En un cruce nos dirigimos hacia A Valiña pero apenas andados dos pasos nos desviamos antes de llegar allá y tomamos esta herbosa senda.


Trecho embarrado.


Allí al fondo, Senande, a donde llegamos caminando por el prado.


Senande, allí volveremos al concello de Palas de Rei, al pasar, al fondo del prado, la pontella sobre un arroyuelo afluente del río Ferreira.


Pontella y paso de concellos, entrada de nuevo en el de Palas de Rei y primeras casas de Senande.


Dejamos atrás los prados.


Y llegamos a la aldea de Senande, siguiendo el Camino por aquí para en el cruce del fondo ir a la derecha, entre las casas.


Aquí se acaba la subida.

A la salida de Senande encontraremos las señales que, por un ramal enlosado durante unos metros, ataviesa la campiña en dirección a Ponte Ferreira.


Tramo de losas.


Luego suelo de tierra.


A nuesta izquierda, el valle del río Ferreira.


Encajado entre chantas o enormes lajas de piedra hincadas.


 Confín dos verdes castros...


Sendero en la pradera.


Despertar de la primavera en el valle del río Ferreira


Toxos y arbustos.


Parroquia de Ferreira, concello de Palas de Rei.
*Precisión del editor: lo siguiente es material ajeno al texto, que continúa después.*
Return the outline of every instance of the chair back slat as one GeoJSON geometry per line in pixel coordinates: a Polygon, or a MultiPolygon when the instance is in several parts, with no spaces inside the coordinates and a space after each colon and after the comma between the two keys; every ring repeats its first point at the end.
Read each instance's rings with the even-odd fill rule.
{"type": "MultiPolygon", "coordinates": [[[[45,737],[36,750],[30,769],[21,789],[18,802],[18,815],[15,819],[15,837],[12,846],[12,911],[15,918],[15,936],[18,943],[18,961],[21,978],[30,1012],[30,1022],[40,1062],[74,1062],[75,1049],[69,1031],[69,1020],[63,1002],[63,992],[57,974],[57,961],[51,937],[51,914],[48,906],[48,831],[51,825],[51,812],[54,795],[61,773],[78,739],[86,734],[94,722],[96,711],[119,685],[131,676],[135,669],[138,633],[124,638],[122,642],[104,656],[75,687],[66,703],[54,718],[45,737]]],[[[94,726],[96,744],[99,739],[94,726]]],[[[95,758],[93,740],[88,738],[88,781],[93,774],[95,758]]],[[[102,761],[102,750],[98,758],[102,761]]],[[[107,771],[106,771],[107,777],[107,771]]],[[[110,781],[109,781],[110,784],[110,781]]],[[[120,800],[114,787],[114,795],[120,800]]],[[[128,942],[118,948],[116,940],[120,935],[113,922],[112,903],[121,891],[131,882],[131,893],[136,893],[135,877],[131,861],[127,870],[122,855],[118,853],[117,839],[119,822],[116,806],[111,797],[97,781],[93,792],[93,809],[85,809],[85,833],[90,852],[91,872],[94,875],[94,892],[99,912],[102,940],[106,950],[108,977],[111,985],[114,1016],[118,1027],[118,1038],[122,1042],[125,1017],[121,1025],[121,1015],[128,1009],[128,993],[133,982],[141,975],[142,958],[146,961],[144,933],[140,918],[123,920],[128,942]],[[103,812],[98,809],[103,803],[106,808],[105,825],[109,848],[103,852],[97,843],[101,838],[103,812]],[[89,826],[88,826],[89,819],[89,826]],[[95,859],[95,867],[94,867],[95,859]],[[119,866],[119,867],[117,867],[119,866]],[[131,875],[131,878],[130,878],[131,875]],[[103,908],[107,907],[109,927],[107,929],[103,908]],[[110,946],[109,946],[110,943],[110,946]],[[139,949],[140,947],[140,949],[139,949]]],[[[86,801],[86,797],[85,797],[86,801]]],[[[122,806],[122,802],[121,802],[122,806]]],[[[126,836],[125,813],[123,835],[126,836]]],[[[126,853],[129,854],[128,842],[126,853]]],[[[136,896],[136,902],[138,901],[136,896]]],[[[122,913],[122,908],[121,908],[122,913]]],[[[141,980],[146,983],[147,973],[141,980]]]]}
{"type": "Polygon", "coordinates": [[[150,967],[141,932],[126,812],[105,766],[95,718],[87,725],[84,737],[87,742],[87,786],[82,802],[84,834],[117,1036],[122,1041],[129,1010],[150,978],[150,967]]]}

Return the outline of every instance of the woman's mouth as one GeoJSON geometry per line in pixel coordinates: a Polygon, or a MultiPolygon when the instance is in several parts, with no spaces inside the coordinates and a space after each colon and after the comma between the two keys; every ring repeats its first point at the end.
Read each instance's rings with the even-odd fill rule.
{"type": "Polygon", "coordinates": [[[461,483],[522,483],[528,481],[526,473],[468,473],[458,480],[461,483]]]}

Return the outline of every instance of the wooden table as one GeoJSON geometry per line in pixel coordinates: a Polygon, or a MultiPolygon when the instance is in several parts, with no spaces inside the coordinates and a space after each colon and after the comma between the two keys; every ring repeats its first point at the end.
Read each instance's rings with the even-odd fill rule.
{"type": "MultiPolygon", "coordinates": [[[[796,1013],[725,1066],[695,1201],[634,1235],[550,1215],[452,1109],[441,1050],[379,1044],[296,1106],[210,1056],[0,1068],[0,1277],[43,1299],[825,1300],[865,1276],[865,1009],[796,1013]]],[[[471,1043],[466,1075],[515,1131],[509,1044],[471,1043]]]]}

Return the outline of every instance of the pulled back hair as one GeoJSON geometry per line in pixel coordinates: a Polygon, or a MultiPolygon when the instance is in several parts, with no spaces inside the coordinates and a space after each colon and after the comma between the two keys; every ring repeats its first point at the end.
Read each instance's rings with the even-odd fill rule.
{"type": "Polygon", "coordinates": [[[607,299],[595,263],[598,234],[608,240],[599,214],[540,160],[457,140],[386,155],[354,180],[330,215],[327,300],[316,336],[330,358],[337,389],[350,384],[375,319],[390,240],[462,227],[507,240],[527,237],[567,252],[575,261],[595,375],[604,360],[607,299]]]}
Ya se adivina Ponte Ferreira al fondo del valle...


Árboles floridos y hermosos, como toda la vegetación del trayecto...


Seguimos por trayecto llano.



Losas para que pase un arroyo de agua de los campos que se forma cuando llueve.


Vista atrás.


Vista adelante, San Antón, lugar al sur de A Ribeira, donde cruzamos la carretera que va a la iglesia de Samartiño, en Mosteiro.


Una vez cruzada la carretera tomamos este sendero.


El Camino sigue al lado del hórreo y de la casa...


Y sigue en la foresta...


 De nuevo en el bosque...


Montes de Riba do Muíño.
 .

Cruce: seguimos por el ramal de la izquierda, el que se estrecha continuando de frente.


Arboleda y fincas.


Ahora el Camino se ensancha un poco.


Hay un buen paso.


Al sur, aunque no pasamos por ella, veremos parcialmente la iglesia de San Martiño de Ferreira. Entramos en el lugar de Mosteiro, un topónimo que parece estar motivado a que tanto la iglesia com estas tierras fueron coto y propiedad del cercano monasterio de Vilar de Donas, fundado según la tradición por unas enigmáticas monjas, unas mujeres pintadas en unas pinturas góticas, aunque los documentos señalan como fundador a Arias Pérez de Monterroso, si bien el cenobio femenino pudo estar ocupado por familiares suyas en un primer y fundacional momento. Sea como fuese, lo cierto es que la comunidad que había en Vilar de Donas ( donas: dueñas -monjas-) estuvo vinculada a la Orden de Santiago y más anteriormente a la Orden del Temple.


El camino en Mosteiro, entre antiguas viviendas de piedra...



Caminamos entre las casas.


Después, allí enfrente al lado de aquella vivienda, nos unimos a la antigua variante de la calzada romana y ahora camino oficial, de la que nos habíamos separado en San Román da Retorta. Hemos llegado a Ponte Ferreira, donde hallaremos albergue, alojamiento y bar. Los dos caminos ya son uno.